What Happened Over the Next Fifteen Minutes Would Forever Change My Life...
I looked out my left-side window and saw an eighty-story wall of deep black
clouds in the distance appearing to gallop toward the plane. Soon, it was as if someone had turned the lights off. Everything went dark and the plane seemed to pick its way through these ominous cloud canyons amid growing turbulence. There was an eerie quiet, except for the steady drone of the engines, as we labored up to 34,000 feet.
Then, out of nowhere, a blinding lightning bolt abruptly struck the left engine with explosive power. The plane shook violently and the left engine went dead. Intense rain and hail battered the plane. Within seconds, the right engine 'flamed out'. Suddenly, we were squarely in the middle of a fierce category-five storm with no engines. The plane nosed downward and I heard the pilots call into the radio: "Mayday! Mayday!"

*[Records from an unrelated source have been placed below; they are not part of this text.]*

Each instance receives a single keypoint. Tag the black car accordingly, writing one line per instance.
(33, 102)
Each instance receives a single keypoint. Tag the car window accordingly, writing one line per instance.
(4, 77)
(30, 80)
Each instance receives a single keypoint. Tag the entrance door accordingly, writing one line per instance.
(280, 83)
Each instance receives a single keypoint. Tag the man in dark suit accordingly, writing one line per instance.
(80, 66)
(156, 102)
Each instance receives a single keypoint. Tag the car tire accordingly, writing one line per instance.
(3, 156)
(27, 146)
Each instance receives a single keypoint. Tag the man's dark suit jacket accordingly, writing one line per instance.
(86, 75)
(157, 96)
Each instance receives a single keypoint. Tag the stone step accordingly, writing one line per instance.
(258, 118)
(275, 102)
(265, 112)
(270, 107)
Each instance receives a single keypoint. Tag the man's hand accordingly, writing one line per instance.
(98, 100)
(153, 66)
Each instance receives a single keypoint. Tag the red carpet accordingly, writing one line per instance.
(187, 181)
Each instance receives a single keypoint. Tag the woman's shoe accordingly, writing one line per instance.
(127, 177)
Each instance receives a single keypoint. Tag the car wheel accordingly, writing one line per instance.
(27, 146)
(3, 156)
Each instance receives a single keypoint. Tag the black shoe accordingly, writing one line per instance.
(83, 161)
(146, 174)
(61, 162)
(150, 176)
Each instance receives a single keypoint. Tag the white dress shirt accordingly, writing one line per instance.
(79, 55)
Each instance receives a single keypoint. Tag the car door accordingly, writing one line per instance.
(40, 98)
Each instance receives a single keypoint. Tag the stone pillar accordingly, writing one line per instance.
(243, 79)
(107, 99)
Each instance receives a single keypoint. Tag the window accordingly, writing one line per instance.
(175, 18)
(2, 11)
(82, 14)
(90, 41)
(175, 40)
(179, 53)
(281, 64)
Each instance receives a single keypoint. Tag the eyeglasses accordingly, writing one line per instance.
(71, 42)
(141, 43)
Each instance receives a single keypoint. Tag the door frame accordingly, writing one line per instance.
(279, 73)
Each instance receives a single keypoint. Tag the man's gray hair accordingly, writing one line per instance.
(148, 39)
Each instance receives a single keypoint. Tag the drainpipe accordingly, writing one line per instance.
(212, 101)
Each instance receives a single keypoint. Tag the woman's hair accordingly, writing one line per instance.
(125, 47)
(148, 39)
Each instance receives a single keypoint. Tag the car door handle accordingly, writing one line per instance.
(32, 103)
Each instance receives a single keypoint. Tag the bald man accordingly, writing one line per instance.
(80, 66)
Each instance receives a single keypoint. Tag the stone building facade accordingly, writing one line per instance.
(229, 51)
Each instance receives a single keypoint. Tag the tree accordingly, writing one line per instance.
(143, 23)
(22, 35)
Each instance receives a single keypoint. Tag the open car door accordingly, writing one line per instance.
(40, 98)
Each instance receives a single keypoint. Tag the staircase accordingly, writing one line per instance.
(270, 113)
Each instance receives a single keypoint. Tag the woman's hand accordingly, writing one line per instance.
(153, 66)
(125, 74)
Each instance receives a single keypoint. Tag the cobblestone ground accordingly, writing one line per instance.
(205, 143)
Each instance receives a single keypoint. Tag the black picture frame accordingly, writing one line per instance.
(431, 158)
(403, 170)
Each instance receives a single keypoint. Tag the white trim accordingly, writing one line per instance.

The next thirteen minutes were sheer terror. The plane jerked violently as the 75-mile per hour winds fiercely lashed sheets of rain against the windows. It seemed like the plane would not be able to withstand such extreme turbulence. I thought the metal skin of the plane would come apart at the seams. The oxygen masks popped out of the ceiling, but they dangled out of our reach because we were in a steep, spiraling nosedive.
To my utter disbelief throughout this chaotic, nightmarish descent, the engines could not be restarted. Worse yet, the batteries, which run off the engines, went dead after 10 minutes. So now the cabin lights abruptly shut off and the avionics shut down, cutting off the dial readouts that help identify the location of the plane and airport. We were now "dead sticking" toward a landing site we could not find at a very great rate of speed. At 3,000 feet, there was nothing but dense wilderness as far as the eye could see.
Then the pilot told us to put our heads between our legs and brace ourselves for a crash. We hit the trees with such force that the pilot and co-pilot were killed instantly. The cockpit dove deep into the earth. The plane tore apart from the impact and the fuselage section that contained the two of us separated and somersaulted into another set of trees further down the rocky ravine. I was drenched in jet fuel, hanging upside down by my seatbelt. I had fractured or broken many bones and I could hardly breathe. We crawled out of the wreckage and made our way to a huge fallen tree some thirty yards away.
Unbeknownst to me, we had crashed into a remote and rugged section of the vast Ottawa National Forest. We had missed Lake Superior and Chippewa Falls by just a few miles. The nearest road was a backwoods, two-track 'trail', and even that was two miles away. Night fell quickly and the deathly silence was interrupted by the yelping of coyotes and wolves in the distance.
As dawn broke, I limped through the debris field to the fuselage, looking for paper to try to make a fire. I was amazed to find my cell phone, undamaged, in the wreckage.
More incredible, I was able to get a signal. I dialed 911, which connected me to the dispatcher of the local Sheriff's Department. By the afternoon, I was patched through directly to the pilot of a life-flight chopper who I helped guide up the river to our crash site. It took the ground rescue crews almost an hour to reach our location. Finally, that afternoon, we were airlifted out of the river and taken to the emergency room of the local hospital.